The worldwide wearables market is forecast to ship 122.6 million units in 2018, up 6.2% from the 115.4 million units shipped in 2017, according to latest data from IDC.
It will mark the first year of single digit year-over-year growth for the wearables market, mostly due to continuing softness among basic wearables (devices that do not run third-party applications).
However, double-digit growth will return in 2019 and through the rest of the forecast as smartwatches and new form factors gain acceptance.
In 2022, IDC expects total shipment volumes will reach 190.4 million units, resulting in a compound annual growth rate (CAGR) of 11.6% over the five-year forecast.
“The slowdown in the worldwide wearables market is a sign that this is a market in transition instead of a market in slowdown,” said Ramon Llamas, research director for IDC’s Wearables team.
“Vendors are slowly moving beyond first-generation devices and experiences, bringing together an ecosystem of partners and applications for improved user experiences that reach beyond step counting. The wearables of tomorrow will play a more prominent role in communication, digital health care, home IoT, and enterprise productivity that will make last year’s wearables look quaint.”
Jitesh Ubrani, senior research analyst for IDC Mobile Device Trackers, said the shift from basic wearables to smartwatches is well on its way.
“We anticipate far greater diversity in terms of design, feature set, brands, and most importantly, price points than ever before. Fitbit’s Versa was one of the first mass market smartwatches to target the sub-$200 price band and in the next six to 12 months consumers can expect more options in the same or lower price tiers.”
Smartwatch volumes will reach a total of 46.2 million units shipped in 2018, up 38.9% from the 33.3 million units shipped last year.
By 2022, total volumes will grow at a CAGR of 19.5% and reach 94.3 million units shipped, accounting for nearly half the entire wearables market. In the near-term, expect a boost from Fitbit’s entry in the market as well as a reinvigorated WearOS to spur volumes.

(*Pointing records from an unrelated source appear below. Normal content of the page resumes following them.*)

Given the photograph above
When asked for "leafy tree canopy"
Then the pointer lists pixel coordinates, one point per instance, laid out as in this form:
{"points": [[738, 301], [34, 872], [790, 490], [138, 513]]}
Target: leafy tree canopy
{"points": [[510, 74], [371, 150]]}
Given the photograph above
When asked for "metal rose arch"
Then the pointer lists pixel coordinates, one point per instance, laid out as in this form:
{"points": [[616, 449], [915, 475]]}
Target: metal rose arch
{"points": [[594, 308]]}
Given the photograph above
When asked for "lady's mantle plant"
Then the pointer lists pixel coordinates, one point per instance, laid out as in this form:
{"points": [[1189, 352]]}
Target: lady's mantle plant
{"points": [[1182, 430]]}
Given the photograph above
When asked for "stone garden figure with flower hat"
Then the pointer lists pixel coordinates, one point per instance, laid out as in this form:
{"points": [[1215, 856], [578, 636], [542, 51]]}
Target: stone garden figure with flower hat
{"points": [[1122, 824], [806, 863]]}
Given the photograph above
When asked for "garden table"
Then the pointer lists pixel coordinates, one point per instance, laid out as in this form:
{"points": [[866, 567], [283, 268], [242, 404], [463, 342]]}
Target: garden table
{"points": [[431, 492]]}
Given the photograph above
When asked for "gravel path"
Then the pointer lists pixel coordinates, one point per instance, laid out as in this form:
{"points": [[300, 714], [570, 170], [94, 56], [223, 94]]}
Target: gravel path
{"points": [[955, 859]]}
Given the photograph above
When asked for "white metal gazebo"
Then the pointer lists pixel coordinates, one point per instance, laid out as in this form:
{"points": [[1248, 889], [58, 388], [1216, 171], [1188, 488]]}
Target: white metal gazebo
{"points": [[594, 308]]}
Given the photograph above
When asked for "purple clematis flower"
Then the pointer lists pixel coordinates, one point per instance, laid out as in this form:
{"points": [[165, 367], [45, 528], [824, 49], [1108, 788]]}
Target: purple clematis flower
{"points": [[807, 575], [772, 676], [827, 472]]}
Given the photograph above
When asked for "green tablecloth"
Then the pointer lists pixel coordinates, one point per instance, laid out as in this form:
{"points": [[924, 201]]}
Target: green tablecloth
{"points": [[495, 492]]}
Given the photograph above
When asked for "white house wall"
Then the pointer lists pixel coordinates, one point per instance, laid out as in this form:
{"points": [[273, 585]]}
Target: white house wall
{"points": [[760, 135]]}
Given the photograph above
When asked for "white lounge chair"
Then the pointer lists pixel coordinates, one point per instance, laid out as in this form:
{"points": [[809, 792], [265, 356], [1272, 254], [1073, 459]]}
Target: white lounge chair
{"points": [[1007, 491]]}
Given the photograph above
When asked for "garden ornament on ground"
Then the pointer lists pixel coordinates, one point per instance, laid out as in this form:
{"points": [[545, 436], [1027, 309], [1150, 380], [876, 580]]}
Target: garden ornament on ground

At the same time, Apple’s new Watch will appeal to cardiac patients thanks to its approval from the FDA and AHA, and its refreshed watchOS5 provides reason for owners of older versions to upgrade.
Wristband volumes will remain essentially flat throughout our forecast. Although numerous vendors have exited in recent quarters and more will exit in the years to come, what will remain are best-of-breed devices that go beyond step counting and move towards being a health and fitness companion.
Combined with their simple value proposition and lower prices compared to smartwatches ($44 vs $289 respectively) wristbands will continue to play a significant role in the wearables market.